Le débat n’est pas nouveau et pourrait encore durer plusieurs mois au Chili. Le projet de loi doit encore passer au Sénat et les autorités se disent prêtes à user de tous les recours possibles pour bloquer son adoption.
Le texte qui fait polémique prévoit l’instauration de taxes plus élevées via des royalties sur les ventes de cuivre, suivant un barème indexé sur les cours du marché. Des taxes qui pourraient couter cher aux compagnies, dans une période comme aujourd’hui où les prix atteignent des sommets.
Au Chili, le cuivre est un des piliers de l’économie. Mais cette rente n’a pas permis de réduire les inégalités. En 2019 selon Business France - structure publique qui soutient le développement des entreprises françaises à l’international - 1 % des plus riches concentraient 33 % de la richesse du pays.

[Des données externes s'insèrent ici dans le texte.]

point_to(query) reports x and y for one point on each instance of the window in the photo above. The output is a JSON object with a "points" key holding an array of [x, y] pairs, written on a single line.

Des miniers menacent déjà de ne plus investir dans le pays
D’où le lancement par la gauche en 2018 d’une réforme du mécanisme de taxation qui serait profitable aux habitants, et à la protection de l’environnement en zone minière. Une stratégie qui ne surprend pas Yves Jegourel, président de l'association Commodities for Nations et professeur a l’Université de Bordeaux. « Le lien entre la réglementation et la dynamique des marchés est commune à toutes les matières minérales, la hausse des cours provoque généralement une hausse des taxes ». Mais cet analyste en matières premières reste sceptique sur l’idée d'imaginer « nourrir du développement sur des recettes minières ».
Le gouvernement conservateur du président Sebastian Pinera est lui vent debout contre cette taxe, car il craint un effet dévastateur pour l’économie. Et il n’a peut-être pas tort : le porte-parole du groupe qui exploite la mine d’Antucoya - Antofagasta Minerals - a déjà fait savoir que les activités de la mine seraient suspendues si le projet de loi était adopté. L’ancien président de la Codelco la société publique, qui produit 30 % du cuivre chilien, a lui aussi prévenu que la mesure ne serait pas tenable pour le secteur.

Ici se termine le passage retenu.